Russian newspapers have inflamed public opinion over the town of Listvyanka, running headlines about a Chinese “invasion”, “conquest” and even China’s “yoke” — a reference to the Mongol invasions of the Middle Ages.
An online petition with 55,000 signatures (Listvyanka has a population of less than 2,000) claims that Beijing is seeking to transform the area into a Chinese province, and asks Russia’s President Vladimir Putin to ban land sales to the Chinese there.
The petition has received wide coverage in newspapers including Moskovsky Komsomolets, a national tabloid.
“The people are in a panic! The authorities are inactive, but if this situation will not change, we will continue to lose our underbelly!
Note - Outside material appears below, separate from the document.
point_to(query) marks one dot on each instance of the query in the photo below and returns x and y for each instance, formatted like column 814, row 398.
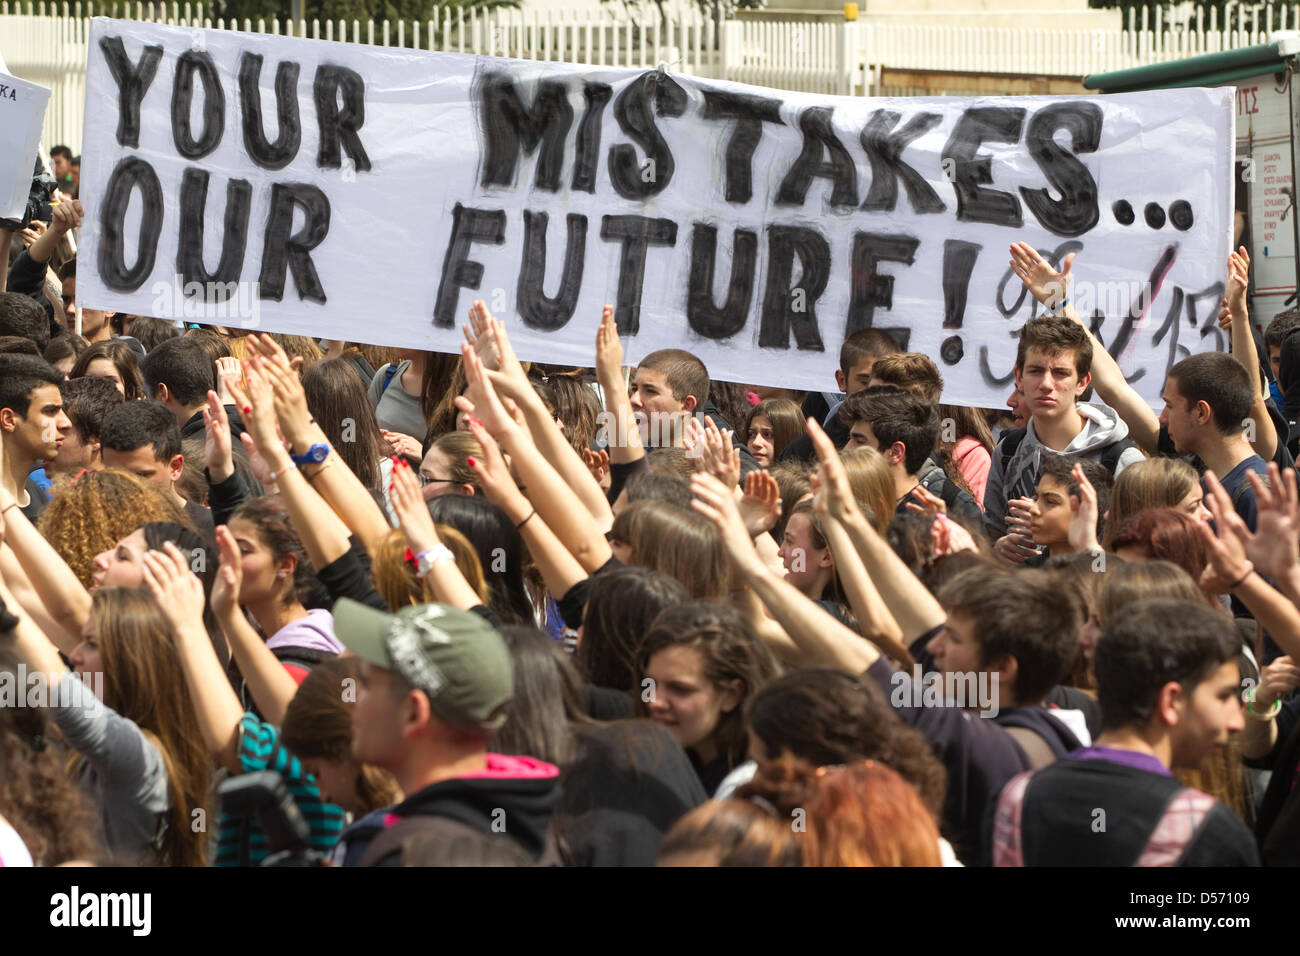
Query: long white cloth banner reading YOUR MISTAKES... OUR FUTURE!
column 372, row 194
Our property!” reads the petition on the website Change.org published by Yulia Ivanets, who is identified by her page on Russian social media site Vkontakte as being from the neighbouring town of Angarsk.
“We have let the goat into the garden,” she wrote.
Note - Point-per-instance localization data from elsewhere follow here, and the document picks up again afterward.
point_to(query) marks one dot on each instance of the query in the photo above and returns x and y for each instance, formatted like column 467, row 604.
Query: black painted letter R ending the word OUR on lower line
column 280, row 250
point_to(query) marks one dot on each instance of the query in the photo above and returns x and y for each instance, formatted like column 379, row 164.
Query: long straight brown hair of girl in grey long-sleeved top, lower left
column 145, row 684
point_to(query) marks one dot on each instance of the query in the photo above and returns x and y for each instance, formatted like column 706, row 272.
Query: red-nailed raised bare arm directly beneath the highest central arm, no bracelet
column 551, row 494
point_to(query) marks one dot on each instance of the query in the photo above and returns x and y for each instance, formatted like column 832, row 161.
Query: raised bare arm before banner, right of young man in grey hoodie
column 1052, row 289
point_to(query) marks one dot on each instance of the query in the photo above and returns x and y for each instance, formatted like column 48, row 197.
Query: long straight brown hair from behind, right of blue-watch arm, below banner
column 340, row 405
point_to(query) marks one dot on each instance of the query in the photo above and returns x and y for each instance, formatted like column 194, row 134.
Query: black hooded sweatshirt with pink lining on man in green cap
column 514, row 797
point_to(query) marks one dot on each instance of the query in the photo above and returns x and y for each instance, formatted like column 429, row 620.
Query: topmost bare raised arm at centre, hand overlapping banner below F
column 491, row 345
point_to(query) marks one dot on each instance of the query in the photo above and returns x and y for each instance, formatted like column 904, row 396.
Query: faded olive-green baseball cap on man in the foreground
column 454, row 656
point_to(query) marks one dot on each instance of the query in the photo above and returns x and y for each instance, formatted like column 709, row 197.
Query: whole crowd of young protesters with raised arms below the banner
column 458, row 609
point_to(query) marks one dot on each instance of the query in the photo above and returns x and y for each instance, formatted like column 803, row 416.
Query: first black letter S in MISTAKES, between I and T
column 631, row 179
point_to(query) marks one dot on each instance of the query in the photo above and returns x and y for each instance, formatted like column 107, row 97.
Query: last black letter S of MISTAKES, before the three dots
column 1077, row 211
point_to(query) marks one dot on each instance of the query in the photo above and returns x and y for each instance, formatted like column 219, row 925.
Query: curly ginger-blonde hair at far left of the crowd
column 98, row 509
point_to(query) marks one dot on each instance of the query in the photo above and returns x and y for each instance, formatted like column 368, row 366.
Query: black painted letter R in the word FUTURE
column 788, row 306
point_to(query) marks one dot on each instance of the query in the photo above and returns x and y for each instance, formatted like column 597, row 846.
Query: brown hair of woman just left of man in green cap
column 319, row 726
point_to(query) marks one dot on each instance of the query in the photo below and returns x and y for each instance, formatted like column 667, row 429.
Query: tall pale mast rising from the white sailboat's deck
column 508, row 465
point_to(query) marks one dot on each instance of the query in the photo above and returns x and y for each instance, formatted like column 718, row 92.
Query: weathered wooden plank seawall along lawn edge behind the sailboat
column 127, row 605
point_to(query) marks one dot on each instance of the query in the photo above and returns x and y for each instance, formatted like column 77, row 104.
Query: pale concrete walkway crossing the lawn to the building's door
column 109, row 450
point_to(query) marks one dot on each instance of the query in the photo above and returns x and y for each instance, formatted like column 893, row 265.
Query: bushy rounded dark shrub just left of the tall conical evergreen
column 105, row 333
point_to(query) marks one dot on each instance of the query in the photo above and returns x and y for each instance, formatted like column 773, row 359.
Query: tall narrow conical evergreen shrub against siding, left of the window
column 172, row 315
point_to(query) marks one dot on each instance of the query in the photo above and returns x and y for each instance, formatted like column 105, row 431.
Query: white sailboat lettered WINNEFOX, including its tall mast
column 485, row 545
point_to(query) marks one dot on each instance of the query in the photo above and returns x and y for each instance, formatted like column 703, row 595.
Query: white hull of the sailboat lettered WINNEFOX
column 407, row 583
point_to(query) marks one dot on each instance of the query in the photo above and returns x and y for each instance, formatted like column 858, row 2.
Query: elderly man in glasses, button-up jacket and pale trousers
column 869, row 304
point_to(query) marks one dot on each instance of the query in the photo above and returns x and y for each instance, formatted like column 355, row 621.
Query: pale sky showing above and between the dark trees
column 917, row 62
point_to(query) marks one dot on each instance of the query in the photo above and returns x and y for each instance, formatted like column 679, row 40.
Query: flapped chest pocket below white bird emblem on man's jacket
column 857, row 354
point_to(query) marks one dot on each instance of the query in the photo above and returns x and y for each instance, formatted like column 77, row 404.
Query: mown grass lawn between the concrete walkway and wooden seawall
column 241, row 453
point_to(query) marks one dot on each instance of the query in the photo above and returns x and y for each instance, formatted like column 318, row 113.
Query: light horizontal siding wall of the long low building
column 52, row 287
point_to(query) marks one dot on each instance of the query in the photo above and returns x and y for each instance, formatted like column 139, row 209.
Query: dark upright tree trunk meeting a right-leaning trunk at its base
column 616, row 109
Ms Ivanets did not respond to emails and messages on social media.
The message fuels familiar Russian fears about its more prosperous and populous neighbour — the sparsely populated and economically undeveloped eastern third of Russia is vulnerable to large scale Chinese immigration.
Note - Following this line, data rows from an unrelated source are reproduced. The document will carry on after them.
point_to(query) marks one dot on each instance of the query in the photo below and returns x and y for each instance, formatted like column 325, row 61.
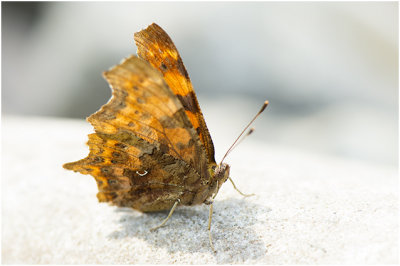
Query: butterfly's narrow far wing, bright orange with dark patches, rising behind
column 156, row 47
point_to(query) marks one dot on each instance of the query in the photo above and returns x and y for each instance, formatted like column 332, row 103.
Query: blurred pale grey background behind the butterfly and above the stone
column 329, row 70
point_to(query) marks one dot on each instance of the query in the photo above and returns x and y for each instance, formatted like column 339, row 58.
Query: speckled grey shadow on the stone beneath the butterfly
column 233, row 223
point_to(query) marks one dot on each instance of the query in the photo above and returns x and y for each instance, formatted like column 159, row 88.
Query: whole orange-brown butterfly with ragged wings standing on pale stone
column 151, row 149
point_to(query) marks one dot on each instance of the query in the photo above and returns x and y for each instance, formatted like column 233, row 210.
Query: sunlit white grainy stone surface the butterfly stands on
column 308, row 208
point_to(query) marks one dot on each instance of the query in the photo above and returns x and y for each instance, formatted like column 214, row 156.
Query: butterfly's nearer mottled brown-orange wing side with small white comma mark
column 145, row 152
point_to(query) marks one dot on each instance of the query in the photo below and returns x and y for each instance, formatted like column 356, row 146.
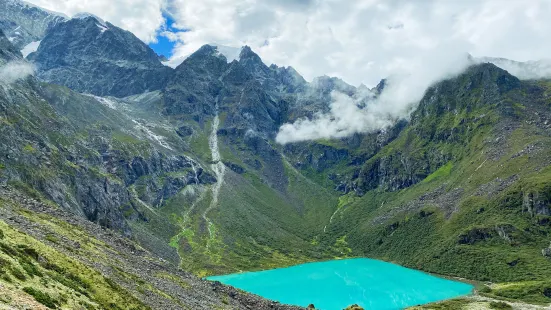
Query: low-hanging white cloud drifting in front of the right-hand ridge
column 402, row 92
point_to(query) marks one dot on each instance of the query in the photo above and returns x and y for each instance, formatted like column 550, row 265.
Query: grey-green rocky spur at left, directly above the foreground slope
column 81, row 154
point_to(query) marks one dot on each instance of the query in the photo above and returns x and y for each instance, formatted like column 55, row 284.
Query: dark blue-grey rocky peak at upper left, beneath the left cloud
column 96, row 57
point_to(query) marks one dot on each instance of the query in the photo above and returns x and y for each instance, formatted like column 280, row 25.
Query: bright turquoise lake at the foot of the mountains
column 334, row 285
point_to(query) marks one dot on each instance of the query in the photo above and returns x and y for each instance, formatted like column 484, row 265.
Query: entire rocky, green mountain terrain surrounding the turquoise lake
column 110, row 161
But these local tensions are at odds with the diplomatic efforts of both countries’ leaders, and threaten to frustrate grand designs of a budding Russian-Chinese pseudo-alliance.
The two countries have a “comprehensive strategic partnership of co-ordination [that] has continuously been running at a high level over the past year”, said Wang Yi, China’s foreign minister, during a visit to Moscow last month.
Russia needs investment by China to help its economy, which has been hit by western sanctions in the aftermath of its invasion of Ukraine.
Meanwhile, China has made a priority of investing in Russia and other Eurasian countries as part of its Belt and Road strategy of building infrastructure across the region.
But at a local level, mutual mistrust and cultural insensitivity threaten to undo the careful diplomatic work of both countries’ leaders.
Viktor Sin’kov, head of the legal department in Listvyanka’s municipal government, said Chinese property development in the town had angered residents.
“People really are worried about the Chinese buying everything here. They build huge hotels. They tear down and change the façades,” he said.
“Their advertisements are everywhere, hanging from fences.”
An online petition against perceived efforts to turn the area into a Chinese province
While Ms Ivanets’ petition claimed that 10 per cent of the town’s prime real estate had been bought by Chinese developers, Mr Sin’kov said: “Ten per cent is an exaggeration. It’s a lot less than that.”
But he said that Chinese tour groups made a point of telling visitors that Lake Baikal — the world’s deepest freshwater lake — was part of China during the Tang and Han dynasties.
“This means they want it back,” said Mr Sin’kov.
Indeed, Chinese tourism websites claim that Lake Baikal was once part of China.
Cassia, a Chinese travel agency, advertised trips to Lake Baikal recalling its Chinese past: “It was called the Northern Sea during the Han Dynasty . . . it had been China’s territory for a long time in history.”
Chinese tourists report a largely friendly reception by their Russian hosts, especially in winter — traditionally the low season in Siberian tourism.
Shen Zhefan, a video producer from Shanghai, travelled to Lake Baikal last month, anxious to see the famous frozen lake and wide expanses of snow.
“When I was there, almost all the tourists were Chinese,” he said.